夏本番、楽しい思い出を作るはずの季節にまた新型コロナの影が射しています。今でもできることや今だからできることを考えて、少しでも楽しい毎日を送っていただければと願っています。
さて、この連載では一貫して脳卒中の予防の大切さをお話してきました。自宅で家族と過ごす時間が多いこの時代だからこそ、健康な生活を維持する方法に興味を持っていただければ嬉しいです。

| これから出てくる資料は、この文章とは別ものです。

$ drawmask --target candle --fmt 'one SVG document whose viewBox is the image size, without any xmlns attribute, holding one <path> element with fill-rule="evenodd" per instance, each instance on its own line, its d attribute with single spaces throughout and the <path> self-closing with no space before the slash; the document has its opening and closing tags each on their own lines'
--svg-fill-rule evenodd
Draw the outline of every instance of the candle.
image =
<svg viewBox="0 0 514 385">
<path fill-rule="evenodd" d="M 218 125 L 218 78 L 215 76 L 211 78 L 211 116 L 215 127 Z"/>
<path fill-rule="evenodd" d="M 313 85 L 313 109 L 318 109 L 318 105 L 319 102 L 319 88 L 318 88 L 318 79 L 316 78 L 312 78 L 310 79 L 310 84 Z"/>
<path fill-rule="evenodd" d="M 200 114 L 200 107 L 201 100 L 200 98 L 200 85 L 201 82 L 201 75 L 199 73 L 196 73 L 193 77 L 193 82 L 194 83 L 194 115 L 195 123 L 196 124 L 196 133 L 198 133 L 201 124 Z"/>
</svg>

今回は、読者の皆様からのコメントひとつひとつを拝読する中で、ご質問の多かったものの一つ「脳ドックで認知症までわかるのか」にお答えします。
そもそも認知症とは、認知機能や知的能力が元の正常な状態から低下する状態を指しており、なにか特殊な検査で診断するものではなく、症状や病歴を元に判断します。認知症を疑う場合は、身体診察で歩行状態や筋肉の状態などを確認するとともに、認知機能などを客観的に評価するための簡単なテストやMRIなどの画像検査を行います。
こうした検査の目的は、特発性正常圧水頭症や慢性硬膜下血腫、脳腫瘍、脳梗塞、脳出血、あるいはその他の変性疾患など治療を行うべき疾患が原因になっていないかをチェックするためです。
甲状腺機能の異常など内科的な病気が原因となることもあれば、高齢者なら「うつの症状が認知症に見えている」ということも少なくありません。
これらの病気は、脳ドック単体では全ての検査項目を網羅しているわけではないので診断には至らないことがあるかもしれませんが、専門の医師がお話を伺い診察した時点で疑い、追加の検査を行って診断することができます。
つまり、症状がなければ認知症ではありませんし、症状がある場合は医師とお話する際にご相談いただければその時点で追加の検査を行い診断することができます。
ただし、症状がある場合は脳ドックではなく、保険診療での受診を強くお勧めします。